Beginning two years after the iconic Jedi opus, Fox capitalized on the success they had engendered and released the first installment in the popular Alien franchise. It was through Alien and its follow-ups that they would change the perception of not only what the sci-fi genre could do, but also of sequels and what they could be, with James Cameron’s Aliens. While Ridley Scott’s original took on more of a horror angle, Cameron mixed the sci-fi and horror genres with action, thus setting the standard for what we expect from sci-fi action movies. These films threw away the idea that adult sci-fi stories had to be laborious and meandering, something that had been driven home when Paramount released the classic Star Trek: The Motion Picture, directed by the legendary Robert Wise. While many old-school Trek fans appreciate the movie, it’s hard argue that Star Trek: The Motion Picture is a product of its time, a time that had not yet caught up with the new frontier – no pun intended – that Star Wars and, subsequently, the Alien series would pioneer (something that its first sequel, Star Trek II: The Wrath of Khan, accomplished more successfully in 1982). With these successes under their belt, Fox continued to give their sci-fi releases a particular flavor, one you could argue the likes of Universal and Paramount tried to emulate with Vin Diesel’s Riddick series and Event Horizon, respectively.

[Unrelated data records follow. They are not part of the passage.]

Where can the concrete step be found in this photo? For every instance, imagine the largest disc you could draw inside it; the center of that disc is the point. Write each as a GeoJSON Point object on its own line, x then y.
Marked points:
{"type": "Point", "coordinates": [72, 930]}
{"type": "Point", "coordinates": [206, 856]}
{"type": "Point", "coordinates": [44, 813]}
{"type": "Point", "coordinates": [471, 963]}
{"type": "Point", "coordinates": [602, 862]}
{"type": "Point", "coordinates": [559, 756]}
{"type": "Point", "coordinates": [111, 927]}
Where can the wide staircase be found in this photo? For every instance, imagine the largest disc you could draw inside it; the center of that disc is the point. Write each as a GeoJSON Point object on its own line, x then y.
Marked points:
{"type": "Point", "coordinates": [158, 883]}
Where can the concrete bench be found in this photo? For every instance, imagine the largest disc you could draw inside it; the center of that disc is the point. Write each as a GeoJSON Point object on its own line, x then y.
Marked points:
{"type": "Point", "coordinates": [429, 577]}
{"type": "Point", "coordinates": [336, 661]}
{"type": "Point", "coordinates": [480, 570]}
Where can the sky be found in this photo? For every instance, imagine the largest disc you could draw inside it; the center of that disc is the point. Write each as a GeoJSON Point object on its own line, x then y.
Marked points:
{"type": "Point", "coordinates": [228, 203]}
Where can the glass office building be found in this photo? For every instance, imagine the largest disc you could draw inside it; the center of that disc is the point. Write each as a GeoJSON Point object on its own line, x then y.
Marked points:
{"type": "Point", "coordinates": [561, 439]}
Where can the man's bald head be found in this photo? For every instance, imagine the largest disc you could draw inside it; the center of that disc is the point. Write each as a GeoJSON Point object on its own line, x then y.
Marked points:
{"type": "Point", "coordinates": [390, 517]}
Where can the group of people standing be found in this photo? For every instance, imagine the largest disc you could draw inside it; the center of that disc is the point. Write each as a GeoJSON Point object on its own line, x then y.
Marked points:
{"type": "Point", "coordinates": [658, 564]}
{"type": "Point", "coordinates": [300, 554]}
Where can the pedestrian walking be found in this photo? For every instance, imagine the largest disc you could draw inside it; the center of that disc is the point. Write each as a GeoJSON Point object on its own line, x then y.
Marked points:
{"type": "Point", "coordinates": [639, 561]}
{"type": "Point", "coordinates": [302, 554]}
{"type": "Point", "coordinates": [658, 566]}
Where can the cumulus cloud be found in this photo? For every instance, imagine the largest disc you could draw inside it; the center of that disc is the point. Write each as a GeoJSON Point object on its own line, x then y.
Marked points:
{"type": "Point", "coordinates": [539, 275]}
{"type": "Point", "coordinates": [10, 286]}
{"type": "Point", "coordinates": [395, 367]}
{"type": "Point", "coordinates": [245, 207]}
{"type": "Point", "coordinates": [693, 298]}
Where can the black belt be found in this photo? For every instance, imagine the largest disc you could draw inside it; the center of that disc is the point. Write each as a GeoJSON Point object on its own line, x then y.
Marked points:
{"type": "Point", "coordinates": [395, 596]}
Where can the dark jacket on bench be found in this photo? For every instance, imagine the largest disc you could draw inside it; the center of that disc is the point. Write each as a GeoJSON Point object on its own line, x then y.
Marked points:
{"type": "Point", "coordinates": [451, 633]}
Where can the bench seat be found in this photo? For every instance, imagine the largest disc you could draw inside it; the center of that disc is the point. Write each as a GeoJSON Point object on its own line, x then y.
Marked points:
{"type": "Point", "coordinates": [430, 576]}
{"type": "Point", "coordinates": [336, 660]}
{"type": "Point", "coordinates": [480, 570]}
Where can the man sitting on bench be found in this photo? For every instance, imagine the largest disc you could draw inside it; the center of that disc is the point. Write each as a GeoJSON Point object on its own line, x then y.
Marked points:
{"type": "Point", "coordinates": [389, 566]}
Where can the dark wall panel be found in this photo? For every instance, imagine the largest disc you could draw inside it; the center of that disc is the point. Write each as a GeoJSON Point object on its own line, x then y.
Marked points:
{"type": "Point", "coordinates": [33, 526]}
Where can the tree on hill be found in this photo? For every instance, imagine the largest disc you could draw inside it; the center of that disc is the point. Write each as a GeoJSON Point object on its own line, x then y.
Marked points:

Despite all of Fox’s success, I suppose it would be hard to argue that they haven’t had a few missteps. Among those are the later Alien films (particularly some crossovers with the Predator franchise) and Titan A.E., a movie which was initially planned to be live-action, only to be given to the animation department late in the game. Not even animation legend Don Bluth could fix it. Still, Fox kept pushing forward, and in June of 2000, just as their sister studio released the animated flop, they unleashed the first installment of the X-Men franchise, a series that I’ve gone on about at length. Although there were a few stinkers in that series, the studio did a great job for the most part, giving daring takes on the sci-fi genre with films like the 60s-set X-Men: First Class. They even got back in business with James Cameron for his technological epic sci-fi film Avatar. You would think having two sci-fi juggernauts (no pun intended) would be enough, but Fox – with the help of producer Peter Chernin and Director Ridley Scott – went back to the Planet of the Apes and Alien franchises, respectively, and, in doing so, showing how prequels ought to be done. While they were unable to maintain momentum with the two series both petering out after just a couple of films, they were able to go in a new direction with X-Men, giving us movies like Deadpool and, of course, Hugh Jackman’s Wolverine swan song Logan. I was really glad both Jackman and original Professor Xavier Patrick Stewart were able to go out on their own terms because just nine months after release, the Disney-Fox deal was announced.

Fox, sci-fi, Logan

I was unhappy with the idea of Disney acquiring Fox from the start, as I did not believe Disney would take risks with the treasure trove of ambition and creativity Fox possessed; the kind of ambition and creativity Alita has shown. In a way, it is poetic that the Fox I’ve known my whole life is going out with a film produced by one of their greatest creative partners. Like many Fox sci-fi movies before it, Alita was unafraid to tell a science fiction story that went against the grain and challenged its audience to think bigger about the genre. I want to believe Disney will do right by properties like Alita, Avatar, and Alien, but I can’t help being a little worried for those franchises’ futures, especially considering the Fox 2000 shuttering Disney enacted just a day after the merger was officially complete. Despite my misgivings, with the Fox name being retained for a few film releases a year going forward, I can only hope that the label will continue the legacy that began decades ago by continuing to bring us unbridled passion and creativity within the sci-fi genre.